Conversion options

These flags control the linguistic rules applied during conversion.

Preset

--preset selects a preconfigured combination of defaults:

PresetDictionaryInitial sound lawHomophone windowUse case
ko-kr (default)Bundled stdictEnabledPer-blockSouth Korean orthography
ko-kpNoneDisabledOffNorth Korean orthography
gukhanmun --preset ko-kp input.txt

Individual flags below override the preset's defaults.

Segmentation strategy

--segmentation controls how word boundaries are found:

  • lattice (default): finds the globally optimal segmentation by evaluating all dictionary matches at every position with dynamic programming. Best for accuracy.
  • eager: greedy left-to-right longest-match. Faster but may mis-segment compound words.
gukhanmun --segmentation eager input.txt

Numeral handling

--numerals controls how hanja numerals are rendered:

Strategy二〇一六年十一月一千二百三十四
hangul-phonetic (default)이공일륙년십일월일천이백삼십사
positional-arabic2016년
additive-arabic11월1234
smart2016년11월1234
gukhanmun --numerals smart input.txt

Initial sound law

The initial sound law (頭音法則) is enabled by default for ko-kr and disabled for ko-kp. It affects character-by-character fallback readings for characters not found in any dictionary; dictionary entries already encode their correct readings.
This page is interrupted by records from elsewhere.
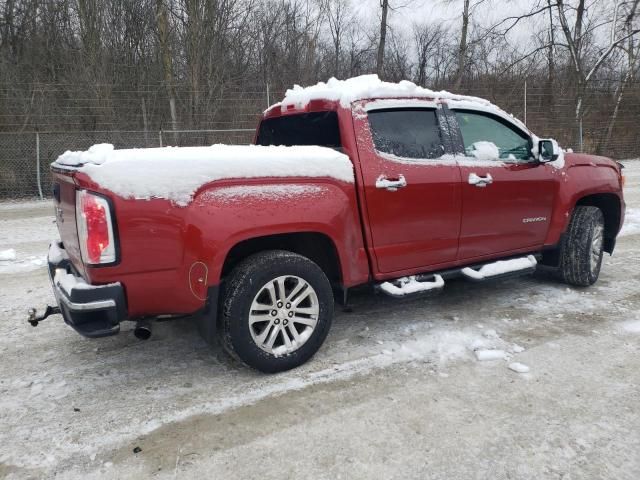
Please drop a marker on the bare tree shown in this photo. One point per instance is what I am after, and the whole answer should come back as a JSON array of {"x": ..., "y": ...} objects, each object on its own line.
[
  {"x": 384, "y": 4},
  {"x": 583, "y": 70}
]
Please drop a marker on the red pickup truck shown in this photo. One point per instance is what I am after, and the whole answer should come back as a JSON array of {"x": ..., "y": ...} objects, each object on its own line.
[{"x": 349, "y": 183}]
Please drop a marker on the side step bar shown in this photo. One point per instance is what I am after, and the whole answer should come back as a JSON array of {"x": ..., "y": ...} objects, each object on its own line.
[
  {"x": 501, "y": 269},
  {"x": 434, "y": 282}
]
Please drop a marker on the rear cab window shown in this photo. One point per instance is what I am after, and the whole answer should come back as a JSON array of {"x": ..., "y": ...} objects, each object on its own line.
[
  {"x": 313, "y": 128},
  {"x": 412, "y": 133}
]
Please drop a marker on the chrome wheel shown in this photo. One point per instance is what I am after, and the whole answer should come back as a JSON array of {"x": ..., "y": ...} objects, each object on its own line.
[
  {"x": 283, "y": 315},
  {"x": 596, "y": 247}
]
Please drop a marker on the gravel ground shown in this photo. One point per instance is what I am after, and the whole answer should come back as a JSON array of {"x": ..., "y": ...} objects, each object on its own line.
[{"x": 396, "y": 392}]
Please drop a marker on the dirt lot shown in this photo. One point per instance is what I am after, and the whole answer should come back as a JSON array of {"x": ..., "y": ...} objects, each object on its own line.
[{"x": 396, "y": 392}]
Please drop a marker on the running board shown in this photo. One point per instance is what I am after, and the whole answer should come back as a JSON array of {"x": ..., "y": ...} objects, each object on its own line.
[
  {"x": 430, "y": 283},
  {"x": 501, "y": 269},
  {"x": 412, "y": 286}
]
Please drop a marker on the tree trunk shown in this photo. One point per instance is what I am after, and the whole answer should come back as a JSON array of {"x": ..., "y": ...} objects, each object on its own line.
[
  {"x": 551, "y": 62},
  {"x": 383, "y": 37},
  {"x": 167, "y": 62},
  {"x": 462, "y": 48}
]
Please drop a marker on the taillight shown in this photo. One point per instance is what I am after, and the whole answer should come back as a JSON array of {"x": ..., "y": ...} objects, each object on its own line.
[{"x": 95, "y": 231}]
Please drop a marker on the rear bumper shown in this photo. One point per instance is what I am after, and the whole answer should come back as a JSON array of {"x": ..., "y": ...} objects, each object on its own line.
[{"x": 91, "y": 310}]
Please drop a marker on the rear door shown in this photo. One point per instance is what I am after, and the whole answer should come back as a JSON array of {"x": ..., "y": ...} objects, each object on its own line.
[
  {"x": 411, "y": 186},
  {"x": 507, "y": 196}
]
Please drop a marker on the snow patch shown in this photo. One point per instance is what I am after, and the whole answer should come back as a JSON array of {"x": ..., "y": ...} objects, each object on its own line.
[
  {"x": 8, "y": 255},
  {"x": 485, "y": 150},
  {"x": 175, "y": 173},
  {"x": 56, "y": 254},
  {"x": 263, "y": 192},
  {"x": 365, "y": 87},
  {"x": 410, "y": 285},
  {"x": 518, "y": 367},
  {"x": 500, "y": 267},
  {"x": 68, "y": 282},
  {"x": 631, "y": 326},
  {"x": 484, "y": 355},
  {"x": 286, "y": 349},
  {"x": 631, "y": 222}
]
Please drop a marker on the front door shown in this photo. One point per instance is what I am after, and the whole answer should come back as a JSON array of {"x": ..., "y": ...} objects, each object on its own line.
[
  {"x": 412, "y": 192},
  {"x": 507, "y": 196}
]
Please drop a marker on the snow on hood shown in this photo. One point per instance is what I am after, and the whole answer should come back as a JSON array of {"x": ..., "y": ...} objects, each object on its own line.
[{"x": 175, "y": 173}]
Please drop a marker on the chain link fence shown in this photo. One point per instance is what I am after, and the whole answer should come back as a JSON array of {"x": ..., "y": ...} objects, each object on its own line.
[{"x": 25, "y": 157}]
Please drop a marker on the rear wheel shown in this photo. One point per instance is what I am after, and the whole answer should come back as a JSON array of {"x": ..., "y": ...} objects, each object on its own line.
[
  {"x": 277, "y": 310},
  {"x": 582, "y": 249}
]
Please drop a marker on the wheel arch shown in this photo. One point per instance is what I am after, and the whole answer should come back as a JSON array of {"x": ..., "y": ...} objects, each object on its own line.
[
  {"x": 316, "y": 246},
  {"x": 609, "y": 204}
]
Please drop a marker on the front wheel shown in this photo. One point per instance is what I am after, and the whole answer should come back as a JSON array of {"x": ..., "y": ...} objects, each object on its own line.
[
  {"x": 277, "y": 310},
  {"x": 582, "y": 250}
]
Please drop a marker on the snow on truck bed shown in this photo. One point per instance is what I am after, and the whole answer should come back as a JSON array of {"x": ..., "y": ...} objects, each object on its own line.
[{"x": 175, "y": 173}]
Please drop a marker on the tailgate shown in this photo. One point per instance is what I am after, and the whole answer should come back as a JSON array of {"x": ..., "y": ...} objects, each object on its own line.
[{"x": 64, "y": 199}]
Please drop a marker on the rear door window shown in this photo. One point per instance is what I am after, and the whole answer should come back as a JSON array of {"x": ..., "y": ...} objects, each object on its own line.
[
  {"x": 407, "y": 133},
  {"x": 488, "y": 138}
]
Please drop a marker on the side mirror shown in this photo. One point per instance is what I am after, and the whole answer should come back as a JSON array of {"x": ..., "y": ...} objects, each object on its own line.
[{"x": 548, "y": 150}]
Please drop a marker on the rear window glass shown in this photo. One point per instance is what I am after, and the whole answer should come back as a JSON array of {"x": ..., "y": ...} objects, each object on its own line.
[
  {"x": 315, "y": 128},
  {"x": 409, "y": 133}
]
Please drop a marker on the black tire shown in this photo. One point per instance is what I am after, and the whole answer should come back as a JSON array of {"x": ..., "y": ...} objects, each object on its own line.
[
  {"x": 576, "y": 266},
  {"x": 244, "y": 284}
]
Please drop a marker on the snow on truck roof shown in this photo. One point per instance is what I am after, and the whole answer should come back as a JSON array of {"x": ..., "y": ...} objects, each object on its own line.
[
  {"x": 176, "y": 173},
  {"x": 370, "y": 87}
]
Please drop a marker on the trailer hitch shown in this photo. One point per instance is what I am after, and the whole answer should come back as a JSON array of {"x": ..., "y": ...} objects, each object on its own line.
[{"x": 34, "y": 319}]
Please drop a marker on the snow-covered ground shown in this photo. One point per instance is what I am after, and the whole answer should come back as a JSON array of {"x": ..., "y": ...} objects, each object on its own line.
[{"x": 520, "y": 379}]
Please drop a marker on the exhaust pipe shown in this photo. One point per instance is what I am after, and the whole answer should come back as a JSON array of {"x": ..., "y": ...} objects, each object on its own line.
[{"x": 142, "y": 331}]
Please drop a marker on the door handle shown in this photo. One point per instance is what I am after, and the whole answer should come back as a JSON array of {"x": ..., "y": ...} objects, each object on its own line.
[
  {"x": 391, "y": 184},
  {"x": 480, "y": 181}
]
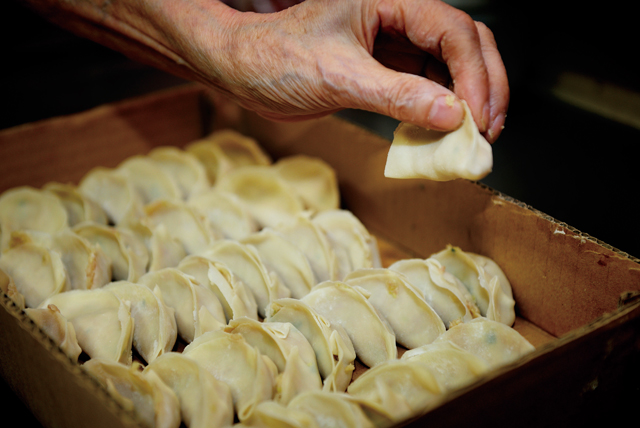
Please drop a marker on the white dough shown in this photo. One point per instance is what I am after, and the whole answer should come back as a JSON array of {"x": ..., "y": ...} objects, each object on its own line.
[{"x": 440, "y": 156}]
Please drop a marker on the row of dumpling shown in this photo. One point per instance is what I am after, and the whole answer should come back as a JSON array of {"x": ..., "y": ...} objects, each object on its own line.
[{"x": 253, "y": 279}]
InputLaw enabled (ko-kr)Law disabled (ko-kp)
來日내일래일
理由이유리유
女子여자녀자

Override with explicit flags:

gukhanmun --no-initial-sound-law input.txt  # disable
gukhanmun --initial-sound-law input.txt     # enable (redundant for ko-kr)

Homophone disambiguation

When the same hanja appears multiple times in a window, Gukhanmun can mark repeated occurrences so readers can tell them apart. --disambiguation sets the scope of that window:

ValueBehaviour
offNo disambiguation
per-block (default for ko-kr)Reset at paragraph/list/heading boundaries
per-sectionReset at heading boundaries
per-documentTrack across the entire input
gukhanmun --disambiguation per-section input.txt

First-occurrence clearing

--first-occurrence removes annotations from characters whose presentation was already forced earlier in the window:

ValueBehaviour
off (default)Never clear
per-blockClear within a paragraph/block
per-sectionClear within a section
per-documentClear across the entire document
gukhanmun --first-occurrence per-section input.txt

Error recovery

--recovery controls behaviour when an unrecoverable parse error occurs (currently relevant for HTML input only):

  • strict (default) — abort with an error
  • lenient — skip the problematic fragment and continue
gukhanmun -f text/html --recovery lenient input.html